I always wanted to be beautiful. I had 2 older sisters I thought were beautiful and I wanted to be just like them. The funny thing is that I do look very much like them, but never realized it. But now I look at pictures and say Is that me or Pat? and nobody can tell the difference.

When I was about 45, I had cosmetic surgery. (My husband and my older sister were both opposed to this, by the way. I told them I was doing it so that I could feel better about myself and they didn't argue.) I had a lower eyelid lift, liposuction under my chin, and permanent filler put in the nasal-labial fold. I was happy with the eyelid lift and lipo, the filler has not met my expectations, but what's done is done. Looking back, I believe that the rapid aging I saw around that time was from my hormonal condition. I also believe this surgery delayed my diagnosis. I didn't "look" Cushie, so doctors didn't take me seriously. But again, what's done is done. No regrets!

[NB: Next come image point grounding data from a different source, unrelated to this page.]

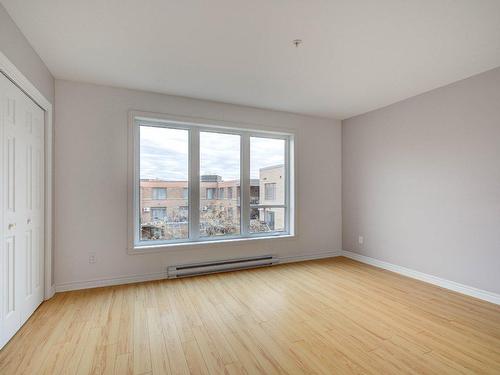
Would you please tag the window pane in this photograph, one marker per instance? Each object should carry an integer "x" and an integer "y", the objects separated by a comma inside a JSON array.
[
  {"x": 219, "y": 170},
  {"x": 164, "y": 183},
  {"x": 267, "y": 220},
  {"x": 267, "y": 171}
]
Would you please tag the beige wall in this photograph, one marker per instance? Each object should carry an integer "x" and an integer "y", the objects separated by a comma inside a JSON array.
[
  {"x": 17, "y": 49},
  {"x": 14, "y": 45},
  {"x": 421, "y": 182},
  {"x": 91, "y": 182}
]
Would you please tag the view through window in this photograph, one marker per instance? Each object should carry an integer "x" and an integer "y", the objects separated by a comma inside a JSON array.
[
  {"x": 219, "y": 171},
  {"x": 165, "y": 189},
  {"x": 163, "y": 168}
]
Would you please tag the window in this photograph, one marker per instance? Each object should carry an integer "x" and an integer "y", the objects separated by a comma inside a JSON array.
[
  {"x": 210, "y": 193},
  {"x": 270, "y": 191},
  {"x": 158, "y": 213},
  {"x": 163, "y": 167},
  {"x": 211, "y": 182},
  {"x": 268, "y": 170},
  {"x": 159, "y": 193}
]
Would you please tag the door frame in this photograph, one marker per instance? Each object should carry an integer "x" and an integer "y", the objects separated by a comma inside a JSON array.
[{"x": 12, "y": 73}]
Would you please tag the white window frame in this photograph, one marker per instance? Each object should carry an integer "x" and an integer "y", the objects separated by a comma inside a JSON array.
[{"x": 195, "y": 126}]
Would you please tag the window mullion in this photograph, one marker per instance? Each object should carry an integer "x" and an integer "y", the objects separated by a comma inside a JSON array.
[
  {"x": 245, "y": 185},
  {"x": 194, "y": 184}
]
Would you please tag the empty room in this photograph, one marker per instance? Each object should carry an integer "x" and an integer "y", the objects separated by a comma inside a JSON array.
[{"x": 249, "y": 187}]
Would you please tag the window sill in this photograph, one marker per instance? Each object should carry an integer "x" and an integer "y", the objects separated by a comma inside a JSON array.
[{"x": 145, "y": 249}]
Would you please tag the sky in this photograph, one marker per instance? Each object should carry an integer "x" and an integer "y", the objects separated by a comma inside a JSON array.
[{"x": 164, "y": 154}]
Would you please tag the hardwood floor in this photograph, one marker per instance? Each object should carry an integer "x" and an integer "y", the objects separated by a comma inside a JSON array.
[{"x": 333, "y": 316}]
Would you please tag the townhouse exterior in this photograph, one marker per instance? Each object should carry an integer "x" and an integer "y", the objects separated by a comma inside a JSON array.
[{"x": 165, "y": 206}]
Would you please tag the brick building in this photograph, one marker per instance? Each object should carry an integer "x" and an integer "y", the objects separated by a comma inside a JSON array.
[{"x": 164, "y": 205}]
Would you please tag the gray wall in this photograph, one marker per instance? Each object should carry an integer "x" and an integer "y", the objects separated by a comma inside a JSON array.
[
  {"x": 14, "y": 45},
  {"x": 91, "y": 182},
  {"x": 421, "y": 182}
]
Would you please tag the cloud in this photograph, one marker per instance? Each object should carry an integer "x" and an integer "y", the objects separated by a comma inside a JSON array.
[{"x": 164, "y": 154}]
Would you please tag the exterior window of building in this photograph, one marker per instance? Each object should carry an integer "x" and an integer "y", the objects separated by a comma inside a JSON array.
[
  {"x": 268, "y": 206},
  {"x": 159, "y": 147},
  {"x": 210, "y": 193},
  {"x": 158, "y": 213},
  {"x": 159, "y": 193},
  {"x": 219, "y": 165},
  {"x": 242, "y": 186},
  {"x": 270, "y": 191}
]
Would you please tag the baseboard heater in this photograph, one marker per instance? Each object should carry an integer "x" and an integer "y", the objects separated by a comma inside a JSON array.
[{"x": 193, "y": 269}]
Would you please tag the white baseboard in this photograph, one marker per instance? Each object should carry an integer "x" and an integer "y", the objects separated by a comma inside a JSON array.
[
  {"x": 311, "y": 256},
  {"x": 443, "y": 283},
  {"x": 96, "y": 283}
]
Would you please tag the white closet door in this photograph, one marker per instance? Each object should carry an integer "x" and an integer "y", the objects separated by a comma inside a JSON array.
[{"x": 22, "y": 207}]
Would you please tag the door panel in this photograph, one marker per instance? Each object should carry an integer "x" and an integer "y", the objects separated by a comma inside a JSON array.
[{"x": 21, "y": 207}]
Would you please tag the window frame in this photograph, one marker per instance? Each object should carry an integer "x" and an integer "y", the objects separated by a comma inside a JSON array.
[{"x": 194, "y": 127}]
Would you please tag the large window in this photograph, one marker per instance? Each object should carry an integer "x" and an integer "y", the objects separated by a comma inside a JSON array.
[{"x": 198, "y": 183}]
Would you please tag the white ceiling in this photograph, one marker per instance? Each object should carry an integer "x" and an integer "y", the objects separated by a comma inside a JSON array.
[{"x": 357, "y": 55}]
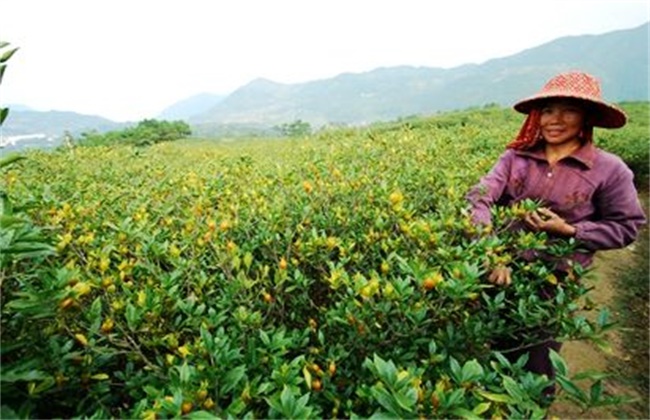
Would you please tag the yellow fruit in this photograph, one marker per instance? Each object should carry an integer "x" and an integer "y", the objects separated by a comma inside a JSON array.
[
  {"x": 186, "y": 407},
  {"x": 107, "y": 325},
  {"x": 316, "y": 385},
  {"x": 81, "y": 339},
  {"x": 66, "y": 303}
]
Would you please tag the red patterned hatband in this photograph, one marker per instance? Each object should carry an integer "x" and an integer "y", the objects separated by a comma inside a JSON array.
[{"x": 581, "y": 86}]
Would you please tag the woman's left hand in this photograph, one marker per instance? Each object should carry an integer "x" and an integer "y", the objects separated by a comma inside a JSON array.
[{"x": 544, "y": 220}]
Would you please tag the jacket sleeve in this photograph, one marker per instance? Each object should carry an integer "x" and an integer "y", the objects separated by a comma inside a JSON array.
[
  {"x": 620, "y": 215},
  {"x": 489, "y": 190}
]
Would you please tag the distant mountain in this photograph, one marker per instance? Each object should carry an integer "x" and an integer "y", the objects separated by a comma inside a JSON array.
[
  {"x": 191, "y": 106},
  {"x": 619, "y": 59},
  {"x": 36, "y": 129}
]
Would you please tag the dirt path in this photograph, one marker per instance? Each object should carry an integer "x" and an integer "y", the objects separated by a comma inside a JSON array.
[{"x": 581, "y": 356}]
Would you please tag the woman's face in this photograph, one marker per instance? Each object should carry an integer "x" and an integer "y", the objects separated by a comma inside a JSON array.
[{"x": 561, "y": 121}]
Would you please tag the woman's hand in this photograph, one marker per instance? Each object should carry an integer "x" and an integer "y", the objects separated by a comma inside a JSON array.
[
  {"x": 501, "y": 275},
  {"x": 544, "y": 220}
]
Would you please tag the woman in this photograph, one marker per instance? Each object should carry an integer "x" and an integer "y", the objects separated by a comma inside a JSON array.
[{"x": 587, "y": 193}]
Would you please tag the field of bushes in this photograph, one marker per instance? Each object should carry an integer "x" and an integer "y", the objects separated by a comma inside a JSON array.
[{"x": 335, "y": 275}]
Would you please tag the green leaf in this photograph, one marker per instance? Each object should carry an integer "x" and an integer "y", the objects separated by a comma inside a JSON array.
[
  {"x": 464, "y": 413},
  {"x": 7, "y": 55},
  {"x": 490, "y": 396},
  {"x": 406, "y": 400},
  {"x": 383, "y": 397},
  {"x": 201, "y": 415},
  {"x": 132, "y": 317},
  {"x": 596, "y": 392},
  {"x": 558, "y": 363},
  {"x": 513, "y": 389},
  {"x": 472, "y": 371},
  {"x": 232, "y": 378},
  {"x": 386, "y": 370},
  {"x": 481, "y": 408},
  {"x": 185, "y": 373}
]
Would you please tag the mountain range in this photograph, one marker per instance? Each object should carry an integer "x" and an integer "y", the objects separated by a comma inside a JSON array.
[{"x": 618, "y": 58}]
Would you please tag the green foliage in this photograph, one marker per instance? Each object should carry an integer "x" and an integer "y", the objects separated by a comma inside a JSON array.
[
  {"x": 335, "y": 276},
  {"x": 19, "y": 239},
  {"x": 145, "y": 133}
]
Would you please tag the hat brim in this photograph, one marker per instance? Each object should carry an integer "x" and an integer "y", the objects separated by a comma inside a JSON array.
[{"x": 607, "y": 115}]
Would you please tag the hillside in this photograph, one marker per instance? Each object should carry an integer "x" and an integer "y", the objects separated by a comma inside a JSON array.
[
  {"x": 383, "y": 94},
  {"x": 389, "y": 93}
]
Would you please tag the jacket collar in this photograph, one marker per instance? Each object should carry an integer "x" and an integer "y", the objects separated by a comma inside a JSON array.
[{"x": 586, "y": 154}]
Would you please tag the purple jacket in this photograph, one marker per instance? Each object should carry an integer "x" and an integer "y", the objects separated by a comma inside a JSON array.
[{"x": 592, "y": 190}]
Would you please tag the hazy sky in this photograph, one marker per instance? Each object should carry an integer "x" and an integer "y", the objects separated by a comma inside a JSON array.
[{"x": 128, "y": 60}]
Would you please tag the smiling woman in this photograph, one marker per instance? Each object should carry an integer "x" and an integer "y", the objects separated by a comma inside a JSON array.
[{"x": 584, "y": 193}]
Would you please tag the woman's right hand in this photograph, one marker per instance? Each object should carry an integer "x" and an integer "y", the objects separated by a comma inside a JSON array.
[{"x": 501, "y": 275}]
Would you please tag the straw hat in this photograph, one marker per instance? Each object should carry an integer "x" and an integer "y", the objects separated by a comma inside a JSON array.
[{"x": 581, "y": 86}]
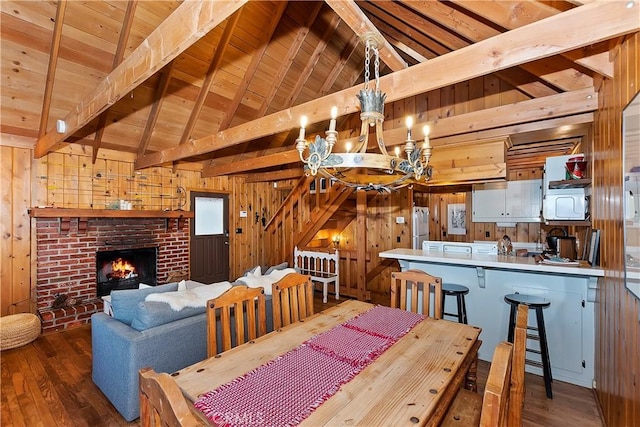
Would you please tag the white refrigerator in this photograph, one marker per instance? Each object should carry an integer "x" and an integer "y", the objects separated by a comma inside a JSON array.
[{"x": 419, "y": 226}]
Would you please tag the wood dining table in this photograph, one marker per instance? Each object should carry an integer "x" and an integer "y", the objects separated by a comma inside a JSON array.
[{"x": 411, "y": 383}]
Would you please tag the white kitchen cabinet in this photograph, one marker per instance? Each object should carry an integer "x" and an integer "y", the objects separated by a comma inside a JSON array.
[
  {"x": 513, "y": 201},
  {"x": 569, "y": 320}
]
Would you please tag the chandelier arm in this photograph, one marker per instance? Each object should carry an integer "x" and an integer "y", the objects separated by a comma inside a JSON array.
[
  {"x": 363, "y": 139},
  {"x": 380, "y": 138},
  {"x": 394, "y": 171}
]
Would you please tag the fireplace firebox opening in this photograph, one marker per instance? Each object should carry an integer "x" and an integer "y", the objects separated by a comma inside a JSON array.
[{"x": 125, "y": 269}]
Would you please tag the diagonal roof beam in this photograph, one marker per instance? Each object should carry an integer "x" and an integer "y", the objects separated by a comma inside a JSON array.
[
  {"x": 518, "y": 115},
  {"x": 542, "y": 39},
  {"x": 53, "y": 63},
  {"x": 158, "y": 99},
  {"x": 512, "y": 15},
  {"x": 117, "y": 59},
  {"x": 360, "y": 24},
  {"x": 186, "y": 25},
  {"x": 214, "y": 65}
]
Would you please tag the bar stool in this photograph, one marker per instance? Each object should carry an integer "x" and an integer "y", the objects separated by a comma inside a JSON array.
[
  {"x": 459, "y": 291},
  {"x": 538, "y": 304}
]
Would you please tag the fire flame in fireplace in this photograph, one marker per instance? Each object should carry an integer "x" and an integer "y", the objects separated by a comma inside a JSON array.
[{"x": 121, "y": 269}]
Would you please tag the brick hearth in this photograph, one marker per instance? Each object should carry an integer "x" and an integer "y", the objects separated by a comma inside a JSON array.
[{"x": 66, "y": 259}]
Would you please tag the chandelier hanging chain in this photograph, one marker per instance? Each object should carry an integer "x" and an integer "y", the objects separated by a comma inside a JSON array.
[{"x": 336, "y": 166}]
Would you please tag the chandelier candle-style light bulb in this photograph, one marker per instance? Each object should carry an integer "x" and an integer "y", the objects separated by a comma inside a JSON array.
[
  {"x": 426, "y": 130},
  {"x": 303, "y": 124},
  {"x": 358, "y": 168},
  {"x": 334, "y": 115},
  {"x": 409, "y": 125}
]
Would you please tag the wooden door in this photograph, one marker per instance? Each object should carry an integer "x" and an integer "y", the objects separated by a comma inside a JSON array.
[{"x": 209, "y": 246}]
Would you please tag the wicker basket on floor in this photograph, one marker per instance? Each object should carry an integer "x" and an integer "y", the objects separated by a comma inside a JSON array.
[{"x": 18, "y": 329}]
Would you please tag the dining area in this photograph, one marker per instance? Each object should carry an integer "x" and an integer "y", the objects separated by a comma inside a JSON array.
[{"x": 354, "y": 363}]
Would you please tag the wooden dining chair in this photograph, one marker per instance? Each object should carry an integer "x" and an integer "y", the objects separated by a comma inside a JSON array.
[
  {"x": 468, "y": 407},
  {"x": 162, "y": 402},
  {"x": 240, "y": 309},
  {"x": 292, "y": 299},
  {"x": 417, "y": 283}
]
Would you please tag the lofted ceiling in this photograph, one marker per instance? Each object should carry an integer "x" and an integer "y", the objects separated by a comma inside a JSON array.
[{"x": 220, "y": 86}]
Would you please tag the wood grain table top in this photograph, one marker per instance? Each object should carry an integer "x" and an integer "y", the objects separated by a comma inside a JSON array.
[{"x": 409, "y": 384}]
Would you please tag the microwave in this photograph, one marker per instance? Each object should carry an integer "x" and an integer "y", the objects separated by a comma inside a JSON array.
[
  {"x": 562, "y": 203},
  {"x": 568, "y": 205}
]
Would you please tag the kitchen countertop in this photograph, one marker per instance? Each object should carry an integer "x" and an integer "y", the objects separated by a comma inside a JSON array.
[{"x": 527, "y": 264}]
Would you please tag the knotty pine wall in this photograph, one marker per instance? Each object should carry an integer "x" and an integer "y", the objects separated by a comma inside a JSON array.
[
  {"x": 617, "y": 310},
  {"x": 68, "y": 179}
]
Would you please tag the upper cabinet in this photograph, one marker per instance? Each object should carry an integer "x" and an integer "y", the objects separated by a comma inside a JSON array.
[{"x": 507, "y": 202}]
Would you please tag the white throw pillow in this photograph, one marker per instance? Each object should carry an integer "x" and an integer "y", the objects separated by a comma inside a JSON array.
[{"x": 196, "y": 297}]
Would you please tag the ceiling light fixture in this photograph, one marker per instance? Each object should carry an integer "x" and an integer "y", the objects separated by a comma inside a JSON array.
[{"x": 384, "y": 171}]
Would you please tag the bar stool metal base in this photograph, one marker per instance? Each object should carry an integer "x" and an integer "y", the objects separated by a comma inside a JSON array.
[
  {"x": 538, "y": 304},
  {"x": 459, "y": 291}
]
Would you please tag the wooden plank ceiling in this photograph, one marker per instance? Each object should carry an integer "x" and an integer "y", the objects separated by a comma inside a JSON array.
[{"x": 221, "y": 86}]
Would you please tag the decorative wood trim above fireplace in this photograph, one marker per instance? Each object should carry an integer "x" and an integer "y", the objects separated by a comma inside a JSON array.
[
  {"x": 65, "y": 215},
  {"x": 105, "y": 213}
]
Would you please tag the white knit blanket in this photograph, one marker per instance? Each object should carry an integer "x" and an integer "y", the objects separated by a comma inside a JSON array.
[
  {"x": 196, "y": 297},
  {"x": 256, "y": 279}
]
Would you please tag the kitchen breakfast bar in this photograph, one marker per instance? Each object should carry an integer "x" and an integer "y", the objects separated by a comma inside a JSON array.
[{"x": 569, "y": 320}]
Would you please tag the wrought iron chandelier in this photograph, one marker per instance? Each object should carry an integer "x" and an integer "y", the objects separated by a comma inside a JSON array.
[{"x": 391, "y": 170}]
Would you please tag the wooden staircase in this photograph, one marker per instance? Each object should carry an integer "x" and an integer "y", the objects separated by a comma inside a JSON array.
[{"x": 304, "y": 213}]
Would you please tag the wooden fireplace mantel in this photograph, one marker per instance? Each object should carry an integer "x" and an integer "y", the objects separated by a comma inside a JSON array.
[
  {"x": 66, "y": 214},
  {"x": 105, "y": 213}
]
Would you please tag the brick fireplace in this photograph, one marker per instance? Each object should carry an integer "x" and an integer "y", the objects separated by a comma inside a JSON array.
[{"x": 66, "y": 259}]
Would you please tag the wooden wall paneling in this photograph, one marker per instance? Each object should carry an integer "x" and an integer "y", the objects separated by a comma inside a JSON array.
[
  {"x": 6, "y": 228},
  {"x": 491, "y": 94},
  {"x": 21, "y": 234},
  {"x": 39, "y": 194},
  {"x": 55, "y": 179},
  {"x": 461, "y": 98},
  {"x": 70, "y": 181},
  {"x": 15, "y": 246},
  {"x": 85, "y": 183},
  {"x": 476, "y": 94},
  {"x": 617, "y": 310},
  {"x": 99, "y": 184}
]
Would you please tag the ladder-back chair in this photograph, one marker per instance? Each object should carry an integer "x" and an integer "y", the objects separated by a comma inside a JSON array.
[
  {"x": 411, "y": 290},
  {"x": 292, "y": 299},
  {"x": 240, "y": 310}
]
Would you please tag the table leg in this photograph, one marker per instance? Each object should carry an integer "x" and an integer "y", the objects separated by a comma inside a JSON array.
[{"x": 471, "y": 379}]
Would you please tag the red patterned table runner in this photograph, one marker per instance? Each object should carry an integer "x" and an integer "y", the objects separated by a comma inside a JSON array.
[{"x": 287, "y": 389}]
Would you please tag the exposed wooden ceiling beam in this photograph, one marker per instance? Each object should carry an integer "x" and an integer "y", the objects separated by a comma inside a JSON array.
[
  {"x": 214, "y": 65},
  {"x": 158, "y": 99},
  {"x": 275, "y": 176},
  {"x": 551, "y": 36},
  {"x": 51, "y": 70},
  {"x": 350, "y": 13},
  {"x": 186, "y": 25},
  {"x": 561, "y": 75},
  {"x": 117, "y": 59},
  {"x": 292, "y": 52},
  {"x": 524, "y": 81},
  {"x": 261, "y": 162},
  {"x": 251, "y": 69},
  {"x": 510, "y": 15},
  {"x": 498, "y": 121},
  {"x": 321, "y": 46}
]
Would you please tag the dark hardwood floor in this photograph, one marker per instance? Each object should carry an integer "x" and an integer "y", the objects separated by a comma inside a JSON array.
[{"x": 48, "y": 383}]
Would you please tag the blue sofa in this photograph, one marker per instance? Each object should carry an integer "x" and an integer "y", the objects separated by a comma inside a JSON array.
[{"x": 141, "y": 334}]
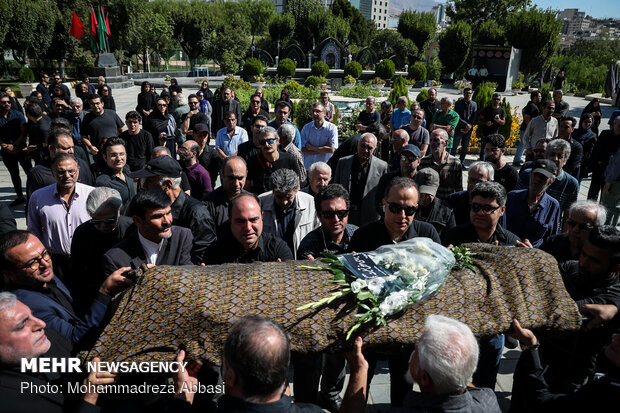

Recently I've been having to work at losing weight again. It's a constant struggle. And now, I've started thinking about all the time I've spent pursuing beauty. I feel I've wasted years doing this. I am now a round peg and I want to fit into that square hole, and it's just not happening for me. And then I hear Oprah has recently had the same sort of thoughts and she said something that I know is true. She said "I am not my body." How simple that is!!! And how profound.
The thing is though - other people cannot see the real us. Our first impressions are made through visuals. And as much as we think we are not judgemental, we all are. If I see a man walking around with socks and flip-flops, I immediately think "Fudgie". Now, you'd have to live in northern Michigan to understand that reference, but I would almost bet that all of my neighbors would jump to that same conclusion.

What I am trying to say is that I really am not my body. You are not your body. We are spirits trapped inside the vessels we were given to live our lives. Some of the most beautiful people I know do not have beautiful vessels by society's standards. It's taken me over 50 years to realize all of this. I'd like to think that I won't obsess over my weight anymore after this realization.

But that's not likely. I still fix my hair, get manicures and care about what I wear. If all of this is not important, why do I still care?